5.5. [eiser] zal als de in het ongelijk te stellen partij in de kosten van het geding worden veroordeeld.
Beslissing
De kantonrechter:
wijst de vorderingen van [eiser] af;
veroordeelt [eiser] in de kosten van het geding, tot aan deze uitspraak aan de zijde van Uvek begroot op € 450,00 aan salaris gemachtigde.
(bron: www.rechtspraak.nl)
De volgende zaak die wij hier dan nog nog maar bespreken handelt over de verplichting van werknemer om een functiewijziging te accepteren
In deze zaak draaide het om het volgende.
De werknemer, voorheen aandeelhouder en statutair bestuurder, was na de verkoop van zijn aandelen als werknemer aangebleven. Een gedeelte van de koopsom was afhankelijk gesteld van de nakoming van zijn verplichtingen uit hoofde van de arbeidsovereenkomst. Naderhand werd aan de werknemer medegedeeld dat hem een andere functie was toegedacht.
Omdat de werknemer daarna niet op zijn werk verscheen heeft de werkgever de loondoorbetaling gestaakt. De werknemer heeft daarna en loonvordering ingesteld.
In de arbeidsovereenkomst was geen wijzigingsbeding opgenomen (art. 7:613 BW) dat werkgever de bevoegdheid geeft de arbeidsvoorwaarden eenzijdig te wijzigen.
Anders dan dan de kantonrechter, concludeerde heeft het Gerechtshof in hoger beroep, dat de werkgever een onder omstandigheden redelijk en aanvaardbaar voorstel had gedaan voor een andere functie. Van reden waarom redelijkerwijs niet van de werknemer kon worden gevergd dat hij met de wijziging van zijn functie akkoord ging, was niet gebleken. Daarom had de werknemer, gelet op zijn verplichting zich als goed werknemer redelijk op te stellen, de functie dienen te aanvaarden.

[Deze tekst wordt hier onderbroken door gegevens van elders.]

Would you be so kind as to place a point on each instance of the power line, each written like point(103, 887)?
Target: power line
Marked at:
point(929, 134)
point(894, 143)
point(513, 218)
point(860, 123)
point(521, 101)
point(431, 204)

De Hoge Raad overweegt echter als volgt. Er is geen grond aan te nemen dat de werknemer slechts dan in strijd handelt met de verplichting zich als goed werknemer redelijk op te stellen tegenover een, met gewijzigde omstandigheden op het werk verband houdend redelijk voorstel van de werkgever, indien afwijzing van het – redelijke – voorstel van de werkgever door de werknemer naar maatstaven van redelijkheid en billijkheid onaanvaardbaar is. Bij de hier te hanteren maatstaf moet het accent niet eenzijdig worden gelegd op hetgeen van de werknemer in een dergelijke situatie mag worden verwacht. In de eerste plaats dient te worden onderzocht of de werkgever als goed werkgever aanleiding heeft kunnen vinden tot het doen van een voorstel tot wijziging van de arbeidsvoorwaarden, en of het door hem gedane voorstel redelijk is. Pas daarna is aan de orde of, in het licht van de omstandigheden van het geval, in redelijkheid van de werknemer gevergd kan worden die wijziging te aanvaarden.